Paul Goble
Staunton. Dec. 11 – Vladimir Putin has ordered that veterans of his war in Ukraine be given preferential treatment in admissions to and support for higher education, a directive that is already having the effect of reducing opportunities for others, including the most gifted. Parents and politicians are outraged and some politicians and public figures are demanding changes.
Russian director Aleksandr Sokurov complained to the Presidential Human Rights Council last month that the provision of so many slots for veterans in universities was limiting opportunities for other Russian students (absatz.media/news/142537-rossiya-mozhet-ispolzovat-golubej-kiborgov-na-fronte-naravne-s-boevymi-delfinami).
And now Andrey Kolesnik, who earlier served in the Duma as a United Russia deputy and now works as a legislator in Kaliningrad, has called on the Russian legislature to consider increasing the number of government-subsidized slots in higher education so those that aren’t veterans could still have a chance (absatz.media/news/144327-v-gosdume-nashli-reshenie-kak-spravitsya-s-nehvatkoj-byudzhetnyh-mest-v-vuzah-iz-za-lgot-dlya-detej-bojcov-svo).
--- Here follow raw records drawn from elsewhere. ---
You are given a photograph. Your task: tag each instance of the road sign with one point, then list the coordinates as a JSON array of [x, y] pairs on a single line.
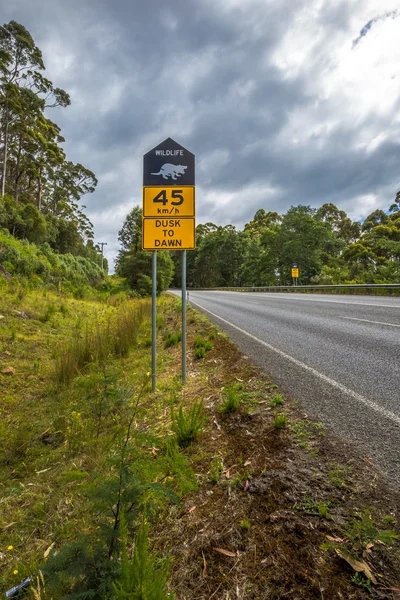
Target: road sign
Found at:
[[169, 163], [174, 201], [169, 234]]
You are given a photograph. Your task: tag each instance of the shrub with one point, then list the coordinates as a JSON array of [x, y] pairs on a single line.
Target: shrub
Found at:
[[230, 399], [187, 425], [172, 339], [277, 400], [201, 346], [280, 420]]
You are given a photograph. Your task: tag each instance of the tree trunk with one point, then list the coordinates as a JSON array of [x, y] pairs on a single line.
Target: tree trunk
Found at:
[[40, 189], [18, 174], [4, 174]]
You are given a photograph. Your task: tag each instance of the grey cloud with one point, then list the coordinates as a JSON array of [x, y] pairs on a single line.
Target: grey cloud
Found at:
[[201, 72], [393, 15]]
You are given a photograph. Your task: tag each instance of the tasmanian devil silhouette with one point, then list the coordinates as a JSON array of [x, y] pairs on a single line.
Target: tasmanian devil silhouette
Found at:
[[169, 170]]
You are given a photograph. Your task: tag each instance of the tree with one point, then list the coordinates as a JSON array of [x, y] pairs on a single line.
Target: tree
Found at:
[[34, 169]]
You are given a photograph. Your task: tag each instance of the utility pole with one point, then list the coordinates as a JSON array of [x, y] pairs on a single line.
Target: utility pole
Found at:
[[102, 244]]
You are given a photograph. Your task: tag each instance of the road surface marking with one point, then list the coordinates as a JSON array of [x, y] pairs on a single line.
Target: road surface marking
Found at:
[[339, 386], [327, 301], [368, 321]]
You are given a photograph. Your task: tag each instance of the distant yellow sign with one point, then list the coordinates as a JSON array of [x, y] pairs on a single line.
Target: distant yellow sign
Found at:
[[168, 201], [169, 234]]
These two complaints are likely to grow as more veterans return and occupy positions in universities and elsewhere that Russians who had not served there had expected would be available to them or their children. (On this larger problem, see business-gazeta.ru/article/689691.)
Budgetary stringencies in Moscow make it unlikely that the Russian government will be able to meet these demands and that in turn suggests that ever more Russians will be infuriated by the privileges veterans are getting at the expense of themselves and their families, yet another source of tensions in Russia if and when Putin’s war ends.